Distributed Tracing
Distributed tracing enables tracking application requests as they traverse through various services. This is crucial for monitoring the health and performance of distributed applications, especially in microservices architectures. This guide will demonstrate how to configure the Triton Inference Server to send traces to an OpenTelemetry collector and later visualize them.
Setting Up the OpenTelemetry Environment
The OpenTelemetry collector serves to collect, process, and export traces and metrics. As a collector, you can utilize the Jaeger tracing platform, which also includes a UI for trace visualization. To run Jaeger backend components and the UI in a single container, execute the following command:
docker run -d --name jaeger \
-e COLLECTOR_OTLP_ENABLED=true \
-p 4318:4318 \
-p 16686:16686 \
jaegertracing/all-in-one:1
This command will initiate a daemon mode HTTP trace collector listening on port 4318 and the Jaeger UI on port 16686. You can then access the Jaeger UI via http://localhost:16686. Further details on the parameters of this Docker image can be found in the Jaeger Getting Started document.

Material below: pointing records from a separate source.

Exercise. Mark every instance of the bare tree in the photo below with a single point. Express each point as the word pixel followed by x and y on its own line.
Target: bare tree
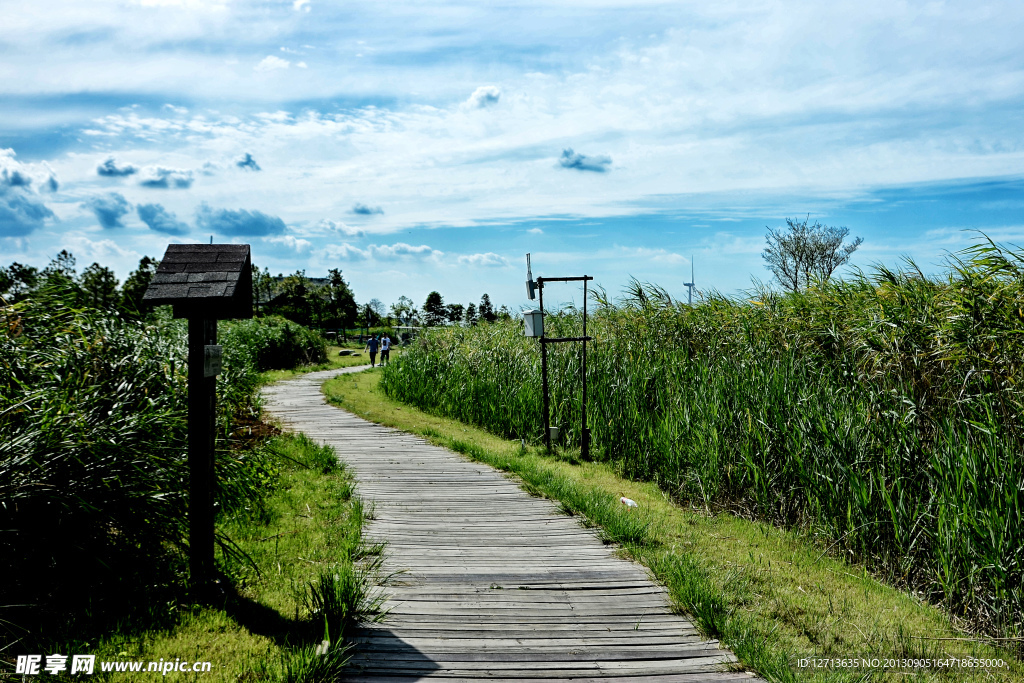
pixel 804 252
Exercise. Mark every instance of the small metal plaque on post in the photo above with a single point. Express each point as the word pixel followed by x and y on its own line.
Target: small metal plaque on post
pixel 212 354
pixel 204 284
pixel 534 322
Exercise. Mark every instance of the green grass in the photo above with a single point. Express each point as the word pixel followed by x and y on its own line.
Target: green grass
pixel 772 595
pixel 305 581
pixel 882 414
pixel 334 361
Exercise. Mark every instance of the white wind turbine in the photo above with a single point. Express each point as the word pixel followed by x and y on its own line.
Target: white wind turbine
pixel 690 284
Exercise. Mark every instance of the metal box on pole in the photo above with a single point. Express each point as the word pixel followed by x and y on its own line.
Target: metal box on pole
pixel 534 323
pixel 203 283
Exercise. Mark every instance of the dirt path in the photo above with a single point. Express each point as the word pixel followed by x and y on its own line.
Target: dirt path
pixel 497 585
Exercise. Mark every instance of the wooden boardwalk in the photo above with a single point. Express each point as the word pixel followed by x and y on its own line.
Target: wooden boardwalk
pixel 497 585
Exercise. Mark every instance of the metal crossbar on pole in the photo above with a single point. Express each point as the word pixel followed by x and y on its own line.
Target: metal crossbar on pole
pixel 584 432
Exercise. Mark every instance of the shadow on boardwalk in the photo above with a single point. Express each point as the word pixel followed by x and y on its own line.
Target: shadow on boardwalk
pixel 496 584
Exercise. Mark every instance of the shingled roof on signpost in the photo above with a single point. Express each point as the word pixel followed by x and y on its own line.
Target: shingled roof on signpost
pixel 207 281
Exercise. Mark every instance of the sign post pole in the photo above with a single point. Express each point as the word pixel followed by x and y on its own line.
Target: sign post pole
pixel 202 436
pixel 204 284
pixel 544 372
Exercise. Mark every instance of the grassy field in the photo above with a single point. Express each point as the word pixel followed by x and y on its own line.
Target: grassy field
pixel 360 357
pixel 773 596
pixel 882 414
pixel 299 585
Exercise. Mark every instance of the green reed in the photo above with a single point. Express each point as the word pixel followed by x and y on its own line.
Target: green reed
pixel 93 473
pixel 882 413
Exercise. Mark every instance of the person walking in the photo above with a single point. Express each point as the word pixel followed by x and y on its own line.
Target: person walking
pixel 372 347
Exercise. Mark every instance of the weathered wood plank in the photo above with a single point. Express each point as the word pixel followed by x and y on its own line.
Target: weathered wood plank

PyTriton and Distributed Tracing
With the OpenTelemetry collector set up, you can now configure the Triton Inference Server tracer to send trace spans to it. This is achieved by specifying the trace_config
parameter in the TritonConfig:
import time
import numpy as np
from pytriton.decorators import batch
from pytriton.model_config import ModelConfig, Tensor
from pytriton.triton import Triton, TritonConfig
@batch
def passthrough(sleep):
max_sleep = np.max(sleep).item()
time.sleep(max_sleep)
return {"sleep": sleep}
with Triton(
config=TritonConfig(
trace_config=[
"level=TIMESTAMPS",
"rate=1",
"mode=opentelemetry",
"opentelemetry,url=127.0.0.1:4318/v1/traces",
"opentelemetry,resource=service.name=test_server_with_passthrough",
"opentelemetry,resource=test.key=test.value",
],
)
) as triton:
triton.bind(
model_name="passthrough",
infer_func=passthrough,
inputs=[Tensor(name="sleep", dtype=np.float32, shape=(1,))],
outputs=[Tensor(name="sleep", dtype=np.float32, shape=(1,))],
config=ModelConfig(max_batch_size=128),
strict=True,
)
triton.serve()
All the supported Triton Inference Server trace API settings are described in the user guide on tracing.
Now, you can send requests with curl to the Triton Inference Server and analyze the trace visualizations in the Jaeger UI:
curl http://127.0.0.1:8000/v2/models/passthrough/generate \
-H "Content-Type: application/json" \
-sS \
-w "\n" \
-d '{"sleep": 2}'
OpenTelemetry Context Propagation
Triton Inference Server supports OpenTelemetry context propagation, enabling the tracing of requests across multiple services. This is particularly useful in microservices architectures where the Triton Inference Server is one of many services involved in processing a request.
To test this feature, you can use the following Python client based on python requests package. This client will send a request to the Triton Inference Server and propagates its own OpenTelemetry context. First, install the required packages:
pip install opentelemetry-api opentelemetry-sdk opentelemetry-instrumentation-requests opentelemetry-exporter-otlp
Then, run the following Python script:
import time
import requests
from opentelemetry import trace
from opentelemetry.sdk.resources import Resource
from opentelemetry.sdk.trace import TracerProvider
from opentelemetry.sdk.trace.export import BatchSpanProcessor
from opentelemetry.exporter.otlp.proto.http.trace_exporter import OTLPSpanExporter
from opentelemetry.instrumentation.requests import RequestsInstrumentor
# Enable instrumentation in the requests library.
RequestsInstrumentor().instrument()
# OTLPSpanExporter can be also configured with OTEL_EXPORTER_OTLP_TRACES_ENDPOINT environment variable
trace.set_tracer_provider(
TracerProvider(
resource=Resource(attributes={"service.name": "upstream-service"}),
active_span_processor=BatchSpanProcessor(OTLPSpanExporter(endpoint="http://127.0.0.1:4318/v1/traces")),
)
)
tracer = trace.get_tracer(__name__)
with tracer.start_as_current_span("outgoing-request"):
time.sleep(1.0)
response = requests.post(
"http://127.0.0.1:8000/v2/models/passthrough/generate",
headers={"Content-Type": "application/json"},
json={"sleep": 2.0},
)
time.sleep(1.0)
print(response.json())
This script sends a request to the Triton Inference Server and propagates its own OpenTelemetry context. The Triton Inference Server will then forward this context to the OpenTelemetry collector, which will visualize the trace in the Jaeger UI.
You can see that the trace spans are now linked across the two services.